Geography
- Location: Rosedale, Baltimore County, Maryland, United States

Organization
- Care system: Not-for-profit
- Type: District General, Teaching

Services
- Emergency department: 114,684 (2012)
- Beds: 348

Helipads
- Helipad: (ICAO: 5MD6)

History
- Founded: 1898

Links
- Website: http://MedStarFranklin.org/
- Lists: Hospitals in Maryland

= MedStar Franklin Square Medical Center =

MedStar Franklin Square Medical Center, a member of MedStar Health, is a hospital located in the Rosedale area of eastern Baltimore County, Maryland. It is the third largest hospital in Maryland; with more than 3,500 employees, it is one of the largest employers in Baltimore County.

The building is found along Franklin Square Drive, next to the campus of Community College of Baltimore County - Essex, and is used for the clinical training of allied health programs at the college.

==History==
In 1898 Franklin Square opened with 20 beds, the first hospital to open in the community of West Baltimore. In 1969 the hospital moved to the eastern Baltimore County in a new 325-bed facility.

The Emergency Department treats a daily average of 300 patients making it one of the busiest emergency rooms in the state of Maryland.

In the fall of 2004, the hospital opened the Harry and Jeanette Weinberg Cancer Institute, which houses centers focusing on melanoma, gynecologic oncology and breast cancer. MedStar Franklin Square built a 356000 sqft patient tower. Construction began in the fall of 2007, and was completed in 2010.

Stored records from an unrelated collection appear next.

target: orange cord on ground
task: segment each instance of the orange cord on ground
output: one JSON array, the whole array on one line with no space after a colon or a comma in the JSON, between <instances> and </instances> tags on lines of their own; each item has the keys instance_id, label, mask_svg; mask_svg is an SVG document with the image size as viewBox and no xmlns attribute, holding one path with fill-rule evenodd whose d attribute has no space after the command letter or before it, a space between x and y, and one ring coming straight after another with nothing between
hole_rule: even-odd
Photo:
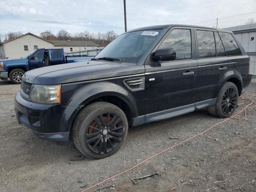
<instances>
[{"instance_id":1,"label":"orange cord on ground","mask_svg":"<svg viewBox=\"0 0 256 192\"><path fill-rule=\"evenodd\" d=\"M250 90L250 91L254 93L256 93L256 92L255 92L255 91L256 91L256 89L253 89L252 90ZM254 98L252 98L252 97L254 97ZM115 175L113 175L113 176L111 176L109 178L105 179L105 180L103 180L102 181L101 181L100 182L99 182L98 183L95 184L94 185L93 185L92 186L91 186L90 187L88 187L88 188L82 190L82 191L81 191L81 192L84 192L85 191L88 191L88 190L90 190L91 189L92 189L92 188L94 188L95 187L96 187L97 186L98 186L99 185L100 185L100 184L102 184L103 183L104 183L106 182L107 182L107 181L110 180L111 179L113 179L115 177L120 175L122 174L123 174L124 173L126 173L126 172L128 172L128 171L130 171L131 170L134 169L134 168L136 168L137 167L139 166L141 164L142 164L142 163L146 162L146 161L149 160L150 159L152 159L152 158L155 157L156 156L157 156L158 155L160 155L160 154L163 153L164 152L165 152L166 151L168 151L168 150L170 150L170 149L171 149L178 145L180 145L181 144L182 144L183 143L184 143L185 142L186 142L189 140L190 140L191 139L192 139L193 138L194 138L196 137L197 137L198 136L199 136L200 135L202 135L202 134L204 134L204 133L208 131L209 130L210 130L210 129L211 129L213 127L215 127L215 126L216 126L216 125L218 125L219 124L220 124L221 123L222 123L224 122L225 122L225 121L227 121L227 120L230 120L230 119L236 119L236 120L238 120L238 119L244 119L244 118L245 118L246 116L246 109L248 109L249 108L252 108L252 107L254 107L255 106L256 106L256 104L255 104L255 102L254 102L252 100L253 99L256 99L256 95L253 95L252 96L251 96L250 98L240 98L240 99L242 99L243 100L248 100L248 101L250 101L251 102L249 104L247 104L242 110L238 111L238 112L236 112L236 113L234 113L234 115L233 116L232 116L232 117L230 117L229 118L226 118L226 119L225 119L224 120L219 122L218 123L217 123L214 125L213 125L211 127L210 127L210 128L208 128L208 129L206 129L206 130L205 130L205 131L203 131L203 132L202 132L200 133L199 133L198 134L197 134L194 136L193 136L192 137L190 137L189 138L188 138L187 139L186 139L186 140L182 141L179 143L178 143L178 144L176 144L176 145L174 145L173 146L169 147L169 148L167 148L167 149L165 149L163 151L162 151L156 154L155 154L154 155L152 156L151 156L151 157L149 157L147 159L144 160L144 161L142 161L141 162L137 164L137 165L136 165L136 166L129 168L128 169L126 170L125 170L125 171L123 171L122 172L120 172L119 173L118 173L117 174L116 174ZM253 105L252 105L252 106L251 106L251 105L252 105L252 104L254 104ZM235 117L236 116L237 116L239 114L240 114L241 113L242 113L242 112L244 112L244 116L242 118L234 118L234 117Z\"/></svg>"}]
</instances>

MedStar Franklin Square has been awarded the high-level designation of a Teaching Hospital Cancer Center by the American College of Surgeons, and was accredited as a Magnet hospital for nursing in 2008, with reaccreditation in 2013. It has been the recipient of the Delmarva Foundation’s highest honor, the Excellence Award for Quality for Hospitals, in 2009, 2011 and 2012. U.S. News & World Report ranked the hospital as third best in Maryland and the Baltimore metropolitan area; it was also ranked among the nation’s top 50 “Best Hospitals” in Gastroenterology and Digestive system (GI) surgery. This is the fourth consecutive year the hospital has been included in this ranking.